Da quel momento Tony iniziò a togliere, a sottrarre, a dilatare il suo tempo e il suo spazio. Riuscì a farsi piacere la sua musica, scandendo per bene il ritmo, cullandosi in carezzevoli armonie, cantando dolci melodie.
Nica’s Dream
Melodie che rallentavano sempre più, diventando ballads.
My Funny Valentine
Darn That Dream
Ma le melodie e le armonie a un certo punto rimasero sottintese nella sua musica… non c’era bisogno di esporle. Potevi cantarci anche altro.
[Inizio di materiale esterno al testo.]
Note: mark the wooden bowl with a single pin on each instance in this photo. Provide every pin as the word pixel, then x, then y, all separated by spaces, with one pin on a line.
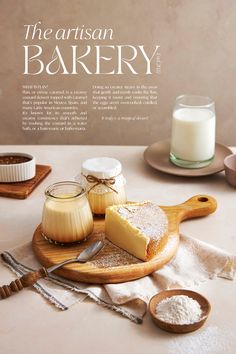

E fu così che, liberatosi dalle sue catene, ebbe una visione. Vide la ragazza dal pollice grosso fare l’autostop sulla Route 66, simbolo di un’intera generazione, una generazione trascinata dal ritmo di Art Blakey e dagli “accordi di gomito” di Monk. Oh, Kerouac, Jack Kerouac… e poi Allen Ginsberg, Borroughs, Ferlinghetti, Corso, Cassady… padri di una prosa spontanea, libera, pregna degli staccati del be-bop… poeti che stavano su ventiquattr’ore a bere una tazza di caffé nero dopo l’altra, ad ascoltare dischi su dischi di Wardell Gray, Lester Young, Dexter Gordon, Willie Jackson, Lennie Tristano e tutti gli altri”… e ancora Gysin, si… Brion Gysin… “Songs”… Luvzya Luvzya Luvzya… really really Luvzya… Junk Is No Good Baby… Good Baby Is No Junk… Baby Junk Is No Good… permutazioni di parole che si fanno musica, suono, sovvertendo le regole e semplificandosi sempre più fino a diventare soffio… respiro.
La sottrazione che Tony andava operando più o meno velocemente – tanto la velocità dipende dal tempo, è anch’essa un concetto relativo – quella sottrazione lo portò a diventare un semplice ritmo… lento… perfettamente cadenzato… sempre più lento… percepibile… fruibile… abitabile.
E questa semplificazione operò sul suo corpo un’ultima, definitiva trasformazione: Tony divenne… un cuore.
Un unico cuore che portava il tempo, il ritmo… che iniziò ad essere l’unico, ultimo riferimento della sua vita.
Un cuore che… pulsando… sempre più piano… lo condusse in Bauci, città invisibile, dove Tony giunse a contemplare… affascinato… la propria… assenza.